This one might seem a little silly, but it's amazing how important it can be, especially when your students are new to online learning.
I worked with a good friend and colleague a few years ago on some online courses--I'd hired her to facilitate the courses. She told me how she'd always begin her posts to the discussion boards with a weather report or a note about how she'd just finished the laundry and boy, was she tired. This initially felt to me like just so much clutter getting in the way of students connecting to the content. I wasn't against the idea of being warm and friendly, but talking about doing laundry?
My friend explained that she was trying to remind her students that she really was a human being. Not that her students might have believed otherwise, but because there were a couple of computers and potentially thousands of miles of fiber optic cable between her and each of her students, it was important to show students that the someone on the other end was a living, breathing person.
Later, I was taking an online course and discovered exactly why my friend did this. Everything posted by the instructor in that course felt as though it was either automatically generated by some piece of software or had been written well in advance and just copied and pasted at the appropriate point in the course. I'm not against online instructors using some time-saving techniques, but if everything is pre-written, I can see how easy it is for a student to begin to think that they're connected only to a machine...
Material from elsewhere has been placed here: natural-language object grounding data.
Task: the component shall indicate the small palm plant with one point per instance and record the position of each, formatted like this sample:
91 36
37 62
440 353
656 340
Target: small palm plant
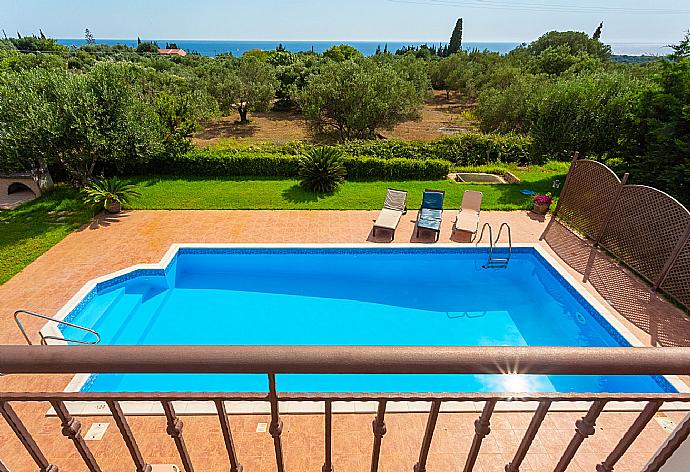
109 194
322 170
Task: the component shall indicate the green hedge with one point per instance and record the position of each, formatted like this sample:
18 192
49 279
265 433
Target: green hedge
262 164
469 149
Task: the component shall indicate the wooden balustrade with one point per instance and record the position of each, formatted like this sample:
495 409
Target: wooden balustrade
348 360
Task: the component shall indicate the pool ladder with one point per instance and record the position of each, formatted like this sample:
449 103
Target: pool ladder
497 262
44 339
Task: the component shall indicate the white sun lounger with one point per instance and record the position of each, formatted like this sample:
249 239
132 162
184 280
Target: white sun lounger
393 209
470 208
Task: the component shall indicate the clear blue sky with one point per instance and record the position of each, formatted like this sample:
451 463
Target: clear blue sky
410 20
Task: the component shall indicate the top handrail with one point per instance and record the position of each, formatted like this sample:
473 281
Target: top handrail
57 338
547 360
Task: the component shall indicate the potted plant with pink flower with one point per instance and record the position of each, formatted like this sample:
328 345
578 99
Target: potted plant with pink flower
542 203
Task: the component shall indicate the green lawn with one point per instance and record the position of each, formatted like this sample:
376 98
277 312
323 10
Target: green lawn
32 229
29 231
247 193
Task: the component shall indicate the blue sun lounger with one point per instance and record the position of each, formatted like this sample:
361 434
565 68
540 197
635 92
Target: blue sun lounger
431 213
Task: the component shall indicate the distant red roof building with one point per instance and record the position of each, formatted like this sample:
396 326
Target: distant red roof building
172 52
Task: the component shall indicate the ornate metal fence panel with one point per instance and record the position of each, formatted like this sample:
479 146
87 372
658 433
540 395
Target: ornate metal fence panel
586 201
677 282
645 227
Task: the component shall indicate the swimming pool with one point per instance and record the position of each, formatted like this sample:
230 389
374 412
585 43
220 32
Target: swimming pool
416 296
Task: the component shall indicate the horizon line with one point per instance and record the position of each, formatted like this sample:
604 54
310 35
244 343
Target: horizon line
338 40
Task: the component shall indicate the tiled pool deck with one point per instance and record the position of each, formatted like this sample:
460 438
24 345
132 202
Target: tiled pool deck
110 244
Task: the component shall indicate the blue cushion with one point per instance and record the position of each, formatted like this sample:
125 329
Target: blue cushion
432 200
430 218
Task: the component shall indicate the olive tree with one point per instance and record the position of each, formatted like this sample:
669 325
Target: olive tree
356 98
245 84
77 121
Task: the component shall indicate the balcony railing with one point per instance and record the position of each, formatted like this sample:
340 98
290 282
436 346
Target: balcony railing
273 360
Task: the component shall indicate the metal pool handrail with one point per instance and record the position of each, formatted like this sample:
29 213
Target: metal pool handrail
57 338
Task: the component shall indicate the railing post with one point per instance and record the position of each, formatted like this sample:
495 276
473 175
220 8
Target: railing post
327 436
568 178
379 428
235 466
174 430
276 426
609 213
629 437
420 466
583 429
128 437
71 428
679 435
528 438
482 428
685 239
25 438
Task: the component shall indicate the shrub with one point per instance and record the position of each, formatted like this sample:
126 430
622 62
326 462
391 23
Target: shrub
464 149
101 195
585 114
371 168
209 163
322 170
657 137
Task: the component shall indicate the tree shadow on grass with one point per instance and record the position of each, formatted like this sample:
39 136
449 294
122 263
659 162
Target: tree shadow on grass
296 194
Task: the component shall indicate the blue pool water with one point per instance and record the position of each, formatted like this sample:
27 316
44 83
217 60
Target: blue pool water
354 296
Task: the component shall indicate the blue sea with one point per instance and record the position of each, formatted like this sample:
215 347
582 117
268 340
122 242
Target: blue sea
368 48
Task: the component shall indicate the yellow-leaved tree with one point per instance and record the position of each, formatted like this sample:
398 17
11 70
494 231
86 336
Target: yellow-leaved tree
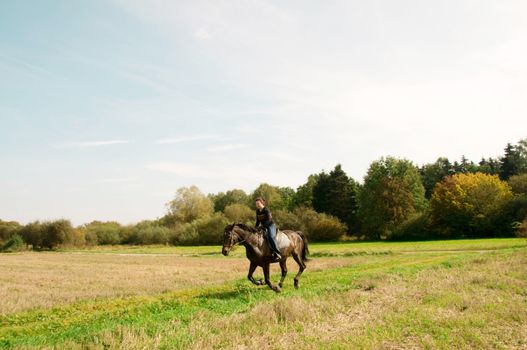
468 204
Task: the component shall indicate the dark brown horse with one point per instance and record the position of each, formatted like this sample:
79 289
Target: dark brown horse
259 254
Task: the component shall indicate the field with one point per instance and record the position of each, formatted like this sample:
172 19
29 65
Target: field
420 295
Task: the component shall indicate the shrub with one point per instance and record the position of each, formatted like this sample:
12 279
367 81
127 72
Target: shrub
75 238
326 228
207 230
468 204
13 244
522 230
210 230
147 232
8 229
286 220
56 233
239 213
320 226
106 232
32 234
417 227
518 184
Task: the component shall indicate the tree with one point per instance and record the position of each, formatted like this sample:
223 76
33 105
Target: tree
335 194
32 234
518 184
190 204
467 204
288 197
8 229
235 196
98 232
514 161
272 195
239 213
56 233
432 173
320 226
304 193
391 193
489 166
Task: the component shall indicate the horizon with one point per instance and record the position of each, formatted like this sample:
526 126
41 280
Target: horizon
109 107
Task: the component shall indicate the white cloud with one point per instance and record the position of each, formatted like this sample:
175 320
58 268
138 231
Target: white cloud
203 33
182 139
118 180
87 144
224 148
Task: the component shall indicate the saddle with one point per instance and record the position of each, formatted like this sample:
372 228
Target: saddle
282 241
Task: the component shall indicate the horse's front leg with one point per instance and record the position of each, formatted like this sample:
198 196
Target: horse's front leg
283 267
252 267
268 280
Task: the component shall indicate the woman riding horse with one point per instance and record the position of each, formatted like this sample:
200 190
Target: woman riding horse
259 254
265 219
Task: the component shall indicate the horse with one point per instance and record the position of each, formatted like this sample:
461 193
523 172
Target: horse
259 253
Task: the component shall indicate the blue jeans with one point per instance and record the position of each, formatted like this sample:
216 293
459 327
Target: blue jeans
271 237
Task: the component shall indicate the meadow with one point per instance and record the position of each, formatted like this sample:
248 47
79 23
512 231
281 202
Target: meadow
354 295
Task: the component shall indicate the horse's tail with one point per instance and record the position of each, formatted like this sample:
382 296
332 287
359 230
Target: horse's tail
305 248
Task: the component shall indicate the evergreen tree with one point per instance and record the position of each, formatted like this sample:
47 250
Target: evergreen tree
336 194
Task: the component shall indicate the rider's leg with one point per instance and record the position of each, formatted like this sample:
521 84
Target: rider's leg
271 232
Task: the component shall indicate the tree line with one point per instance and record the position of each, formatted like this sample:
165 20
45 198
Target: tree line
397 200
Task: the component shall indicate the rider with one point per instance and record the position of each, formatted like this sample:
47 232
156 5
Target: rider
264 218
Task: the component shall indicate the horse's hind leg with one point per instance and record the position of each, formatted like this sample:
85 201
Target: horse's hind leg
283 266
301 269
252 267
268 280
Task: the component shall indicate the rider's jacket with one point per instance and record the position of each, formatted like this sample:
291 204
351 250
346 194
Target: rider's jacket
264 217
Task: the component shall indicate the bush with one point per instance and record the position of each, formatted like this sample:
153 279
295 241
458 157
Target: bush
286 220
202 231
518 184
8 229
469 205
417 227
320 226
326 228
75 238
13 244
522 230
147 232
32 234
56 233
239 213
106 232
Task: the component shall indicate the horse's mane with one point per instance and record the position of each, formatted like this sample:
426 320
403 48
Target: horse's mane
248 228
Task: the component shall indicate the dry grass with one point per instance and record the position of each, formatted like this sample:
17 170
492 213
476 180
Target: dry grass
43 280
483 305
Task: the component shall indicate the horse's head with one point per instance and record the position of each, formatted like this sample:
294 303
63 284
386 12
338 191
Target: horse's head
230 238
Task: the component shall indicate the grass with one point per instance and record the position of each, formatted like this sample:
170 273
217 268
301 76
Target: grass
434 295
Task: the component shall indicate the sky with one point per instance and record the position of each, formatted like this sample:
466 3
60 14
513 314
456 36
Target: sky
108 107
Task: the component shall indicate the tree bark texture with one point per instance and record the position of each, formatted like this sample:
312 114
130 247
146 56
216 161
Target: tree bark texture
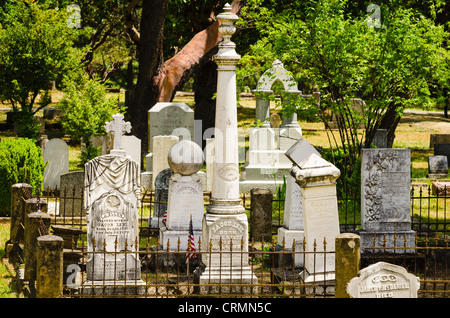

So tell your students about your laundry. Or your pets. Or what the weather is like in your corner of the world today. Tell them what you did for fun over the weekend. Unless, of course, you just assigned them a lot of work that they had to spend their weekend doing--you don't want them to resent your humanness. ;-)
Of course, lots of one-on-one contact with students will help, too. But in the group discussions it's important to show how human you are. Your students will respond in-kind, to be sure.